Command Listener
Once Rhasspy has been woken up, it needs to record your voice command. The default system uses webrtcvad to detect when you start and stop speaking.
If you're not using a physical microphone connected to wherever Rhasspy is running, you may consider using one of the other systems. The oneshot and hermes systems, for example, work well with audio input coming in via MQTT.
You can also make Rhasspy record a voice command using the HTTP API by:
- POST-ing to
/api/start-recording
. Rhasspy will start recording from the microphone. - Speaking your voice command
- POST-ing to
/api/stop-recording
. Rhasspy will stop recording and process the voice command.
WebRTCVAD
Listens for a voice commands using webrtcvad to detect speech and silence.
Add to your profile:
"command": {
"system": "webrtcvad",
"webrtcvad": {
"chunk_size": 960,
"min_sec": 2,
"sample_rate": 16000,
"silence_sec": 0.5,
"speech_buffers": 5,
"throwaway_buffers": 10,
"timeout_sec": 30,
"vad_mode": 0
}
}
This system listens for up to timeout_sec
for a voice command. The first few frames of audio data are discarded (throwaway_buffers
) to avoid clicks from the microphone being engaged. When speech is detected for some number of successive frames (speech_buffers
), the voice command is considered to have started. After min_sec
, Rhasspy will start listening for silence. If at least silence_sec
goes by without any speech detected, the command is considered finished, and the recorded WAV data is sent to the speech recognition system.
You may want to adjust min_sec
, silence_sec
, and vad_mode
for your environment.
These control how short a voice command can be (min_sec
), how much silence is required before Rhasspy stops listening (silence_sec
), and how aggressive the voice activity filter vad_mode
is: this is an integer between 0 and 3. 0 is the least aggressive about filtering out non-speech, 3 is the most aggressive.
NOTE: you must set chunk_size
such that (relative to sample rate) it produces 10, 20, or 30 millisecond buffers. This is required by webrtcvad
.
See rhasspy.command_listener.Webrtcvadcommandlistener
for details.
OneShot
Takes the first chunk of audio input received to be the entire voice command. Useful when paired with the MQTT audio input system if an entire WAV file is being sent in a single MQTT message.
(If you want to send a WAV file to Rhasspy over HTTP instead, just POST it to /api/speech-to-intent
)
Add to your profile:
"command": {
"system": "oneshot",
"oneshot": {
"timeout_sec": 30
}
}
See rhasspy.command_listener.OneShotCommandListener
for details.
MQTT/Hermes
Subscribes to the hermes/asr/startListening
and hermes/asr/stopListening
topics (Hermes protocol).
This allows Rhasspy to be controlled by Snips.AI.
Wakes up Rhasspy when startListening
is received and starts recording.

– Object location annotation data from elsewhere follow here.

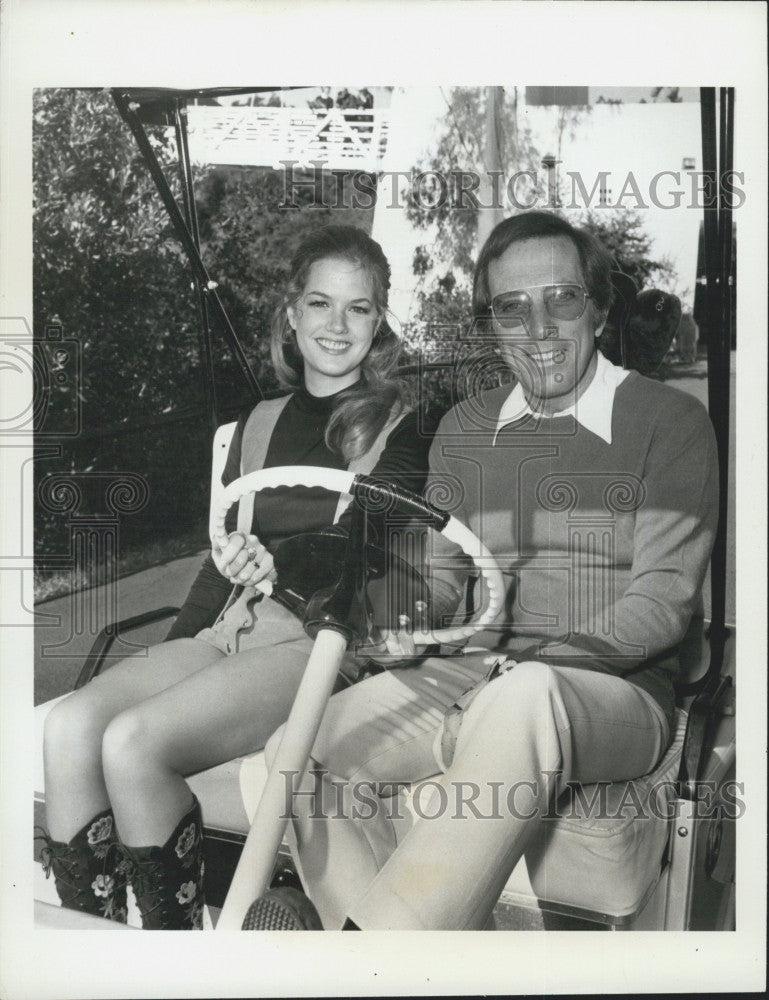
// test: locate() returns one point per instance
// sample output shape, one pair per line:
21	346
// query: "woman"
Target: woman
117	750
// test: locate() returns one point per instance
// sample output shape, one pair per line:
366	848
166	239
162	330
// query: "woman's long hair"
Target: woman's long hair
361	412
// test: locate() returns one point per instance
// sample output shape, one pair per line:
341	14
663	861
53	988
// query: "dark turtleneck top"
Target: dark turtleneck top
299	439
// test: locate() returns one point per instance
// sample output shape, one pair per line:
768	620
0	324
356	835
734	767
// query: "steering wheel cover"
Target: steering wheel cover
340	481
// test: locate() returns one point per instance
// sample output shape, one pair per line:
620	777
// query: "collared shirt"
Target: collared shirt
593	409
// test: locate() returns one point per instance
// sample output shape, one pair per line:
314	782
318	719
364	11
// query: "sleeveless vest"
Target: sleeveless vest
257	434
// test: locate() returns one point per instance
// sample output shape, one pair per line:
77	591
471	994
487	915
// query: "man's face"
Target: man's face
554	359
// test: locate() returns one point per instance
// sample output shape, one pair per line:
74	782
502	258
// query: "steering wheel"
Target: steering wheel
379	496
258	855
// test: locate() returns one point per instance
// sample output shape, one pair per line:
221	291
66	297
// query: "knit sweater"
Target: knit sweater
604	545
299	439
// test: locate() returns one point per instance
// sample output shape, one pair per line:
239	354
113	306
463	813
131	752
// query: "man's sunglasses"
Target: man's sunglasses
511	309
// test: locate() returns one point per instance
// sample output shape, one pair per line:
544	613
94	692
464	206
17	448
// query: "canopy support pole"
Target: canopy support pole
123	102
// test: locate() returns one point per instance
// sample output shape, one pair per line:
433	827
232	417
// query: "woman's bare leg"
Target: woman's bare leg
74	780
228	708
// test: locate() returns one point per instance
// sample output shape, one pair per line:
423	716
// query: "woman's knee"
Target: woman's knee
130	742
74	725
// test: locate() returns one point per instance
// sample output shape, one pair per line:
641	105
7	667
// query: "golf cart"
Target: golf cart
674	870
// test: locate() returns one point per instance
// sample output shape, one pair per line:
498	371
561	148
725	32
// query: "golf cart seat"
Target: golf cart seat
624	855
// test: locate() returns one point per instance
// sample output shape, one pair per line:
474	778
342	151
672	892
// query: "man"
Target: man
595	489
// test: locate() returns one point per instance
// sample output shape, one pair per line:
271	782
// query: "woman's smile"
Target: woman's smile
333	346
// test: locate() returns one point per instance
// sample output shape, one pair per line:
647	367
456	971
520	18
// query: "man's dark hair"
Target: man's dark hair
595	261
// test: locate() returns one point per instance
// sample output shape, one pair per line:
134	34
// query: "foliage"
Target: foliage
109	270
443	266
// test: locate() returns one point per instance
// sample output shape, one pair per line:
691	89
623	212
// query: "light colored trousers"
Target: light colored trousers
525	735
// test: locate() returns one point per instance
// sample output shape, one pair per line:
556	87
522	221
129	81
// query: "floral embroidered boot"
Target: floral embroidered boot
168	881
89	871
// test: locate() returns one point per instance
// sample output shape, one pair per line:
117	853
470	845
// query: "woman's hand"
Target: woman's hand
244	560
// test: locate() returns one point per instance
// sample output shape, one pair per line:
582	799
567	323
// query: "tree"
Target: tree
109	269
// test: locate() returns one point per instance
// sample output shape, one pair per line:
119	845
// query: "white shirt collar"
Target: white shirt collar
593	409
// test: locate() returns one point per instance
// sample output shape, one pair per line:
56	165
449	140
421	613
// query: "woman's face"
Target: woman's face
335	319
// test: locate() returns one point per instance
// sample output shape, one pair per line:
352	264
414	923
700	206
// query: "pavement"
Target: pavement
66	627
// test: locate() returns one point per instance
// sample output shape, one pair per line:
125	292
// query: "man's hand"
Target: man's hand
244	560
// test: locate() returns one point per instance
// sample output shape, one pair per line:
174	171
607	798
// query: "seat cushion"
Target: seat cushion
602	851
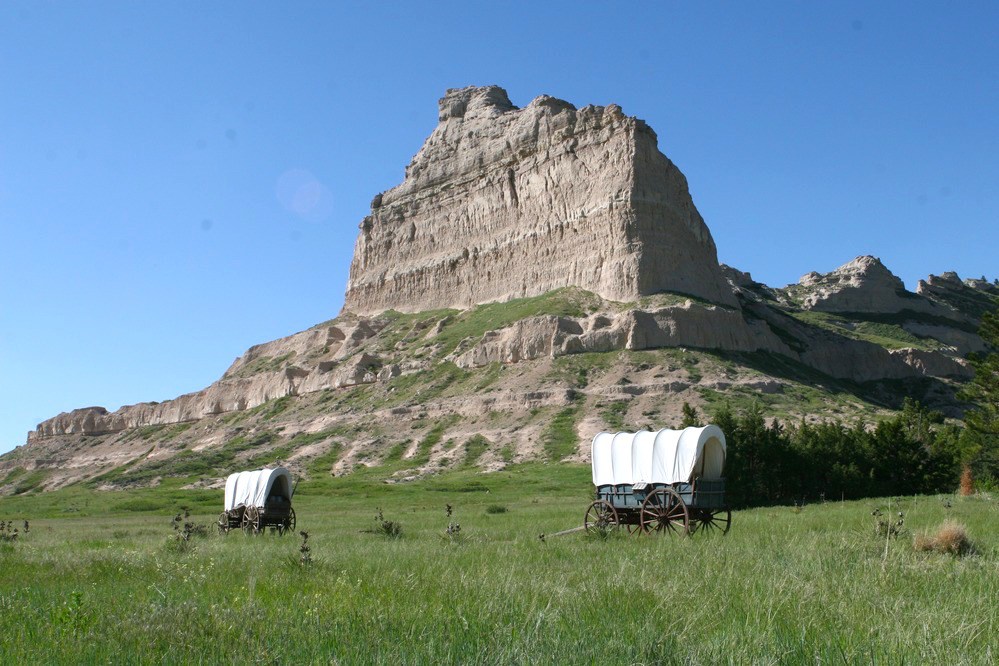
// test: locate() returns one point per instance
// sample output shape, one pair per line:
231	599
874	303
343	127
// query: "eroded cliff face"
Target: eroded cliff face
502	203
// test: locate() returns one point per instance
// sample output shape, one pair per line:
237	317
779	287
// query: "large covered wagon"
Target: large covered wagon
665	481
257	500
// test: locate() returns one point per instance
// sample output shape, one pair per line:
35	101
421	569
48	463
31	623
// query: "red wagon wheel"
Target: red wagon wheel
288	524
713	521
664	511
251	520
600	517
223	523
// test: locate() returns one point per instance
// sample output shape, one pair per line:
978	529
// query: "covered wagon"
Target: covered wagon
257	500
664	481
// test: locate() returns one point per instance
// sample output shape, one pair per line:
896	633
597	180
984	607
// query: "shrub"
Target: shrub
967	486
950	538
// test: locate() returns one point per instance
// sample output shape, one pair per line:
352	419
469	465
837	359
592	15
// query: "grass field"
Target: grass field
101	577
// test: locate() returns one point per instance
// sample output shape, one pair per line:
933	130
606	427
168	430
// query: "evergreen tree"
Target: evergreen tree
982	451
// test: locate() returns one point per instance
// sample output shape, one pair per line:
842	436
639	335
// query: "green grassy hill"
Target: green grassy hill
103	577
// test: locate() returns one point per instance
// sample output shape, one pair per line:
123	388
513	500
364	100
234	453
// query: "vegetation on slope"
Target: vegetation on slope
817	583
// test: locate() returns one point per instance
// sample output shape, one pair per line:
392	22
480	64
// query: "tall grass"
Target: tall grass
807	586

Stops recording when stopListening
is received and processes the voice command.
Add to your profile:
"command": {
"system": "hermes",
"hermes": {
"timeout_sec": 30
}
},
"mqtt": {
"enabled": true,
"host": "localhost",
"username": "",
"port": 1883,
"password": "",
"site_id": "default",
"tls": {
"enabled": false,
"ca_certs": "",
"cert_reqs": "CERT_REQUIRED",
"certfile": "",
"ciphers": "",
"keyfile": ""
}
}
Adjust the mqtt
configuration to connect to your MQTT broker.
Set mqtt.site_id
to match your Snips.AI siteId.
Using mosquitto_pub, wake up Rhasspy with:
mosquitto_pub -t 'hermes/asr/startListening' -m '{ "siteId": "default" }'
Say your voice command, then stop recording with:
mosquitto_pub -t 'hermes/asr/stopListening' -m '{ "siteId": "default" }'
Rhasspy should process your voice command.
See rhasspy.command.HermesCommandListener
for details.
Command
Calls a custom external program to record a voice command.
Add to your profile:
"command": {
"system": "command",
"command": {
"program": "/path/to/program",
"arguments": []
}
}
When awake, Rhasspy normally listens for voice commands from the microphone and waits for silence by using webrtcvad. You can call a custom program that will listen for a voice command and simply return the recorded WAV audio data to Rhasspy.
When Rhasspy wakes up, your program will be called with the given arguments. The program's output should be WAV data with the recorded voice command (Rhasspy will automatically convert this to 16-bit 16 kHz mono if necessary).
The following environment variables are available to your program:
$RHASSPY_BASE_DIR
- path to the directory where Rhasspy is running from$RHASSPY_PROFILE
- name of the current profile (e.g., "en")$RHASSPY_PROFILE_DIR
- directory of the current profile (whereprofile.json
is)
See listen.sh for an example program.
See rhasspy.command_listener.CommandCommandListener
for details.
Dummy
Disables voice command listening.
Add to your profile:
"command": {
"system": "dummy"
}
See rhasspy.command.DummyCommandListener
for details.